Lui fece per protestare, ma l’uomo in divisa stava già replicando: — Qui non c’è uomo che non sia pronto a uccidersi se dovesse fallire.

— Un uomo simile non potrebbe fallire — gli disse North. — Un uomo simile è forte, ed è con la forza — e solo con la forza — che possiamo vincere. Forse voi pensate che il governo sia forte e noi deboli, ma vi sbagliate. Il governo è ricco e potente, ma non è forte. Le sue membra massicce sono immobilizzate da diecimila corde, troppo sottili perché voi riusciate a vederle. Sono immobilizzate dalla religione e dalla morale, e dalla necessità di apparire religiosi e moralisti anche quando la religione vera e la morale autentica vanno in tutt’altra direzione. Sono immobilizzate dagli affari sporchi, dalle attività illegali e dai politici corrotti che si sono già accaparrati e spartiti le zone da controllare. Quando il governo comincerà, e sarà troppo tardi!, a muoversi e a intervenire contro di noi, vi renderete conto di quanto in realtà sia maldestro e inefficiente. E più forti diventiamo noi, più s’indebolirà. La forza è il nostro Dio! Dio non è forse colui che esaudisce le preghiere? Ed è la forza che esaudisce le nostre, che rende possibile a una nazione o a un uomo di ottenere quello che vuole.
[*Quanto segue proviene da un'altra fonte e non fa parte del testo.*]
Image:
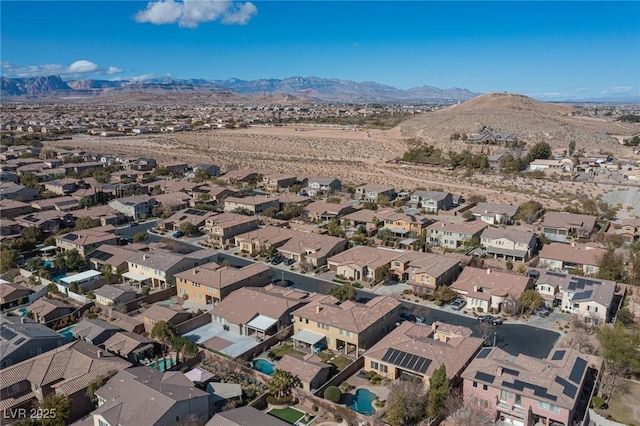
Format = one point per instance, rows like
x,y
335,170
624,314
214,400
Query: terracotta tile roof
x,y
418,339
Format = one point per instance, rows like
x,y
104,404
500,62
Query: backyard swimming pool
x,y
362,402
264,366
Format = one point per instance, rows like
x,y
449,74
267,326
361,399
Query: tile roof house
x,y
454,235
310,370
510,244
254,204
209,284
319,184
348,326
261,239
223,227
560,226
94,331
131,346
115,294
526,390
86,240
156,313
258,311
590,298
146,396
564,257
431,201
494,213
49,310
22,338
417,350
312,248
487,290
245,416
160,266
12,294
66,370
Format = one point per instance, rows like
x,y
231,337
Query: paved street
x,y
515,338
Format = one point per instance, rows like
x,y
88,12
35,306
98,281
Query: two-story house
x,y
453,235
509,244
431,201
487,290
494,213
348,327
525,390
209,284
415,351
320,184
373,192
561,226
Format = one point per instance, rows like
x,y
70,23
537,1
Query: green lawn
x,y
285,349
289,415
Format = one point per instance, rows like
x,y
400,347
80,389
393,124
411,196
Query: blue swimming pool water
x,y
66,333
164,364
264,366
362,402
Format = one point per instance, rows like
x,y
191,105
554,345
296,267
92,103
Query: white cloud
x,y
191,13
77,69
114,70
617,90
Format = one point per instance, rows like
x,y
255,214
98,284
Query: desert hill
x,y
529,120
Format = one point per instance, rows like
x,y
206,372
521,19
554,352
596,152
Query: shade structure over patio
x,y
262,323
308,337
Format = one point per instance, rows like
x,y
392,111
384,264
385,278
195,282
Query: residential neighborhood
x,y
191,291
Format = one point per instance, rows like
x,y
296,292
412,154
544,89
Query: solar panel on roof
x,y
406,360
483,353
578,370
569,389
485,377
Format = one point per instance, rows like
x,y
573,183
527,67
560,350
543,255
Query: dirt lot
x,y
354,156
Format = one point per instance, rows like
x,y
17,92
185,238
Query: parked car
x,y
490,319
458,304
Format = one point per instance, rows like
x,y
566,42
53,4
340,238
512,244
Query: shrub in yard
x,y
332,393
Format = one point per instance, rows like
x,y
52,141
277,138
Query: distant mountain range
x,y
312,88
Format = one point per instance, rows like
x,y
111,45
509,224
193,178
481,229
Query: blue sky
x,y
547,50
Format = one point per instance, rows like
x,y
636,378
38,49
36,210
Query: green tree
x,y
140,237
74,261
58,404
85,222
281,384
8,259
439,390
343,292
530,300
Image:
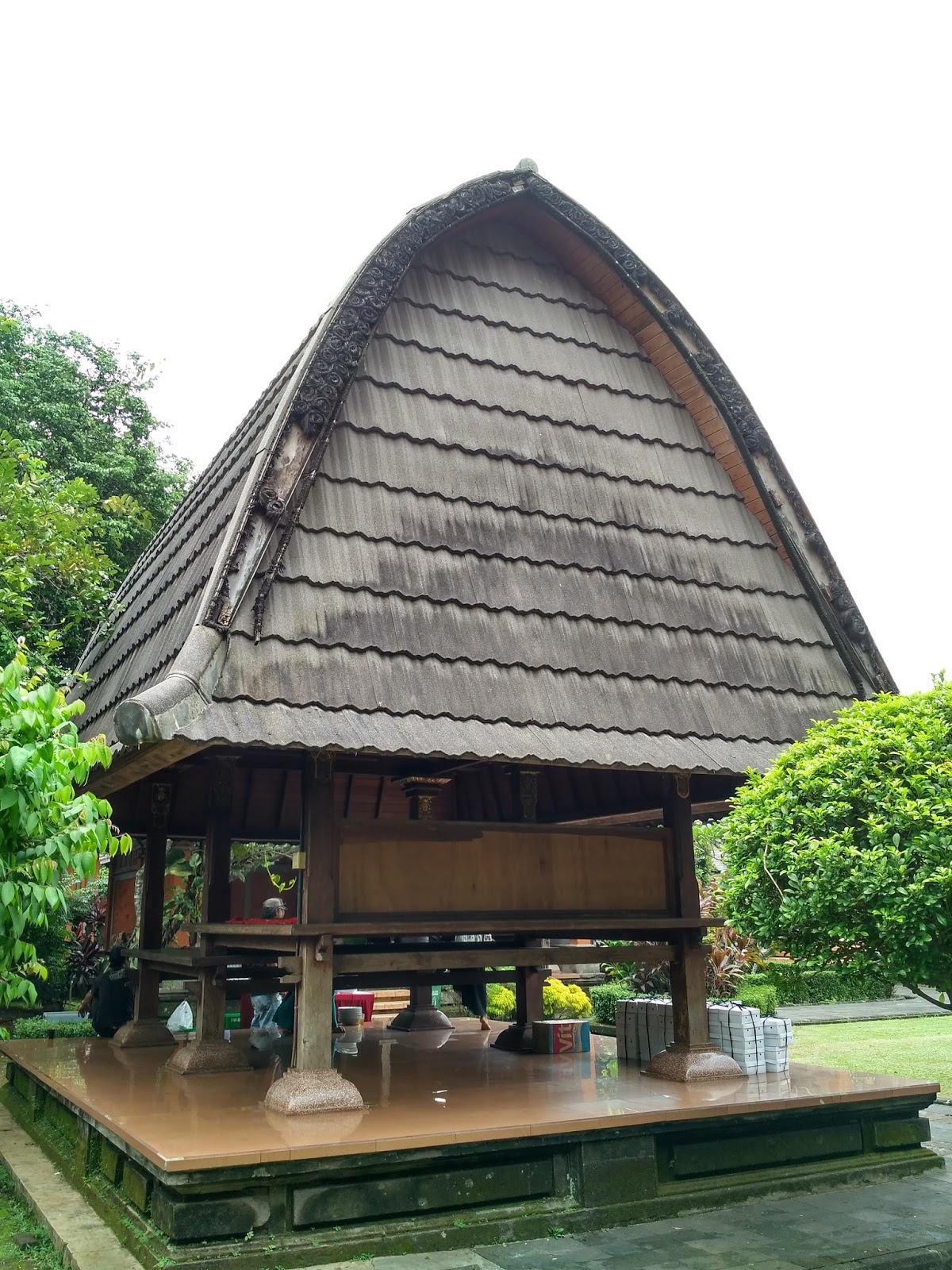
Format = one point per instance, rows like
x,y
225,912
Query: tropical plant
x,y
48,832
730,954
84,959
82,408
636,976
501,1001
184,902
842,851
565,1000
55,577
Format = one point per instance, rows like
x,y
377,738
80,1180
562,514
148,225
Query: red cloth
x,y
365,1000
248,1010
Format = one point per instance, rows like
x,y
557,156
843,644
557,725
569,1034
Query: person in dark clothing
x,y
111,1001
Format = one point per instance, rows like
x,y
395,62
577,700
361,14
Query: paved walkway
x,y
862,1011
885,1226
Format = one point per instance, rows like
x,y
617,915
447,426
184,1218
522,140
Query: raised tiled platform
x,y
459,1141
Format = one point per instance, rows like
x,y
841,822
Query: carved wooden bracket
x,y
422,791
160,804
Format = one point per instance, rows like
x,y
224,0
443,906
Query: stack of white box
x,y
739,1032
645,1028
778,1034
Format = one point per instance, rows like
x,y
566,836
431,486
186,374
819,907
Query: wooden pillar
x,y
691,1057
422,1015
315,1006
216,883
317,838
145,1028
528,979
150,929
678,819
313,1085
109,905
209,1052
216,902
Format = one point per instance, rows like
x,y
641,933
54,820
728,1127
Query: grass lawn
x,y
918,1048
16,1219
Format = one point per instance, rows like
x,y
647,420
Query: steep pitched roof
x,y
505,502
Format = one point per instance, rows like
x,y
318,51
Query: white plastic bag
x,y
181,1019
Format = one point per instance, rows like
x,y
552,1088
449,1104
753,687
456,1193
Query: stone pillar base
x,y
302,1092
145,1032
420,1019
207,1056
516,1038
685,1064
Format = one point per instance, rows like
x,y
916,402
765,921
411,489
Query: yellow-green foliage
x,y
560,1001
565,1001
501,1001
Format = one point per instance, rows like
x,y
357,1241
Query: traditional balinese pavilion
x,y
498,586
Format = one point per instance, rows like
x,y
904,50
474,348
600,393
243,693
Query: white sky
x,y
197,181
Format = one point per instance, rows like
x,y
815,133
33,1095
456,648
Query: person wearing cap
x,y
111,999
266,1003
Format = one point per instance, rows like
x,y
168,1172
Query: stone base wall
x,y
301,1212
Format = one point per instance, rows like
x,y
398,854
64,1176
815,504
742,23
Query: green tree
x,y
50,835
842,852
55,577
80,408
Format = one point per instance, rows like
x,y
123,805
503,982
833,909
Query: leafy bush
x,y
759,994
842,852
25,1029
501,1001
730,956
565,1000
799,984
54,954
638,977
708,842
605,996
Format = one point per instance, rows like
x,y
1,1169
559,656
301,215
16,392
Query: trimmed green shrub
x,y
501,1001
605,996
565,1000
25,1029
54,952
800,986
757,992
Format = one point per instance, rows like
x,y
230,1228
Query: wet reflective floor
x,y
422,1090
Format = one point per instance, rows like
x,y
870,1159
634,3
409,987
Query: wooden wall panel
x,y
459,869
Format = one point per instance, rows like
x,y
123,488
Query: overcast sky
x,y
197,182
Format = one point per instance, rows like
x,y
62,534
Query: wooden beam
x,y
612,816
480,956
562,925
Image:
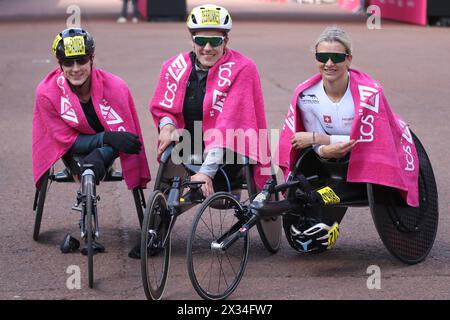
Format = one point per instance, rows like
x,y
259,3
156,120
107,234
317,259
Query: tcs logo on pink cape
x,y
176,70
66,109
219,97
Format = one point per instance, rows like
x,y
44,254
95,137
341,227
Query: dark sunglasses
x,y
71,62
214,41
323,57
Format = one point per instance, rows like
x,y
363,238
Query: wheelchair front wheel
x,y
216,272
88,214
155,248
41,194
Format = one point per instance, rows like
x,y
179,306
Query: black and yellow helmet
x,y
73,43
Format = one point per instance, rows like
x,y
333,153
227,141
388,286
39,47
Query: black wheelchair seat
x,y
72,172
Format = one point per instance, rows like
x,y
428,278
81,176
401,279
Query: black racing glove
x,y
123,142
95,158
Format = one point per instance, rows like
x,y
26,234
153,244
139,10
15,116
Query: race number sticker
x,y
333,234
328,196
55,43
210,17
74,46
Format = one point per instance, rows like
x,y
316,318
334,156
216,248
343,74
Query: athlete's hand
x,y
207,187
337,150
301,140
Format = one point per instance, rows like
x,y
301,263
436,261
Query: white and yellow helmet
x,y
209,17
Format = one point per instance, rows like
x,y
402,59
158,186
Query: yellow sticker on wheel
x,y
74,46
333,234
328,196
210,17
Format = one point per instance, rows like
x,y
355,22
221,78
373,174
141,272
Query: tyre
x,y
155,246
215,272
407,232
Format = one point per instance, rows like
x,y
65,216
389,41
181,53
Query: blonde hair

Dalla zona buia della stanza arrivarono applausi sparsi.

— Chi è l’uomo che è con lei, signore? — domandò l’uomo col pigiama giallo. — Ci si può fidare di lui? — Era il più anziano del gruppo, aveva una grossa pancia, i capelli bianchi e una voce profonda e gelatinosa, come se provenisse dalle cavità più remote dei polmoni soffocati di grasso.
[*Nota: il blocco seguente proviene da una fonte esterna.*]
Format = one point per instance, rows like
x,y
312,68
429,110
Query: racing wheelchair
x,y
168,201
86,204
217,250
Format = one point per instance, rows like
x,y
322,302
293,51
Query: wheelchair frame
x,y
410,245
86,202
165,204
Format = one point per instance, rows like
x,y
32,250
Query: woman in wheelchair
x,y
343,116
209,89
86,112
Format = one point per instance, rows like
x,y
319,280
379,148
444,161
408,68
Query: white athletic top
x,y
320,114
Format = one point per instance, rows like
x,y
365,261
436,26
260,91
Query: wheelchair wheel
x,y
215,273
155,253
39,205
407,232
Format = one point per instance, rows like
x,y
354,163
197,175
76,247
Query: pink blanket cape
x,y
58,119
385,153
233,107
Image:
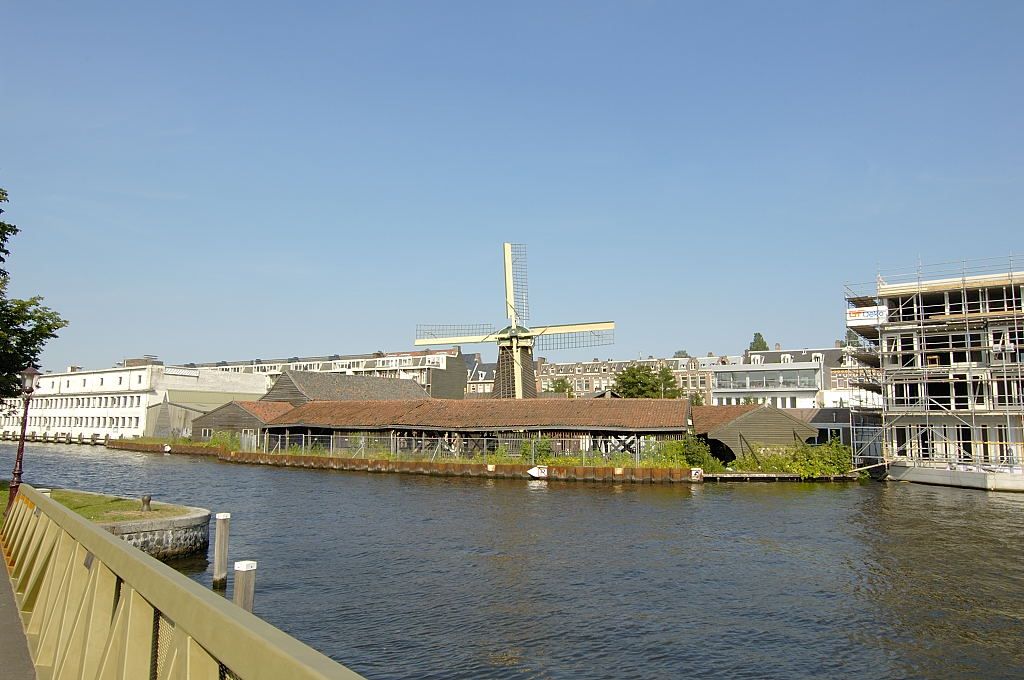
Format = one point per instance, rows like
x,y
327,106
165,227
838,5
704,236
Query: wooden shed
x,y
238,418
731,431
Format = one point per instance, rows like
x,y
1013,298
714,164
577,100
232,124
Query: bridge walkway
x,y
14,659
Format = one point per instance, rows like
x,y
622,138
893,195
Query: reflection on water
x,y
410,577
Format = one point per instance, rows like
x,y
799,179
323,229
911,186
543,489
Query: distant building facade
x,y
822,378
141,397
589,378
949,347
440,372
479,377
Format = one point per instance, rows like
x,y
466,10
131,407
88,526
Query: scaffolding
x,y
945,346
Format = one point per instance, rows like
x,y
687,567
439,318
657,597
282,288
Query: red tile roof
x,y
266,411
629,415
707,419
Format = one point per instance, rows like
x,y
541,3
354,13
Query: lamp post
x,y
28,387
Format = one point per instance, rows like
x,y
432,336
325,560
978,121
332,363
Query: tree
x,y
667,383
758,344
638,381
25,325
564,386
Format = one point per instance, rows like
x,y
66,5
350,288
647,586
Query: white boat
x,y
989,477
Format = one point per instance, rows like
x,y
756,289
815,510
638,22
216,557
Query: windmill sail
x,y
514,377
573,336
450,334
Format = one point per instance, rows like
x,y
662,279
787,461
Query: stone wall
x,y
164,539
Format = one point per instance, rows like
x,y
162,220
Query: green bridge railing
x,y
92,606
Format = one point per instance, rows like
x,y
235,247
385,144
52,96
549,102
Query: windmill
x,y
514,378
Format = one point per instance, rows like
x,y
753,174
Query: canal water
x,y
414,577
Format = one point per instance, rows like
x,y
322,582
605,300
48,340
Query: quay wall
x,y
167,538
129,444
449,469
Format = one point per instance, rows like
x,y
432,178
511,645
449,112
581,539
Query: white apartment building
x,y
140,398
440,372
825,378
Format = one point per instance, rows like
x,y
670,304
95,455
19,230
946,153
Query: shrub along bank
x,y
826,460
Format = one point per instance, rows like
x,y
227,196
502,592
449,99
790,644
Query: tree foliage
x,y
639,381
26,326
667,383
562,385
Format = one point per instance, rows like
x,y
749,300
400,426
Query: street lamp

— No! Non ci si può fidare di nessuno. Lei lo sa meglio di chiunque, ma se veniamo meno alla fiducia, ci aspetta la morte. Per tutta la vita ci hanno insegnato — loro ci hanno insegnato — a pensare che questa fosse la nostra debolezza. Ma io vi dico che questa è invece la nostra forza! Siamo esseri soprannaturali messi alla catena da semplici esseri umani, e non dobbiamo voltare le spalle all’immagine di Dio che è dentro di noi. Siamo una sacra compagine di fratelli, e quando ognuno di noi ne sarà consapevole, diventeremo invincibili!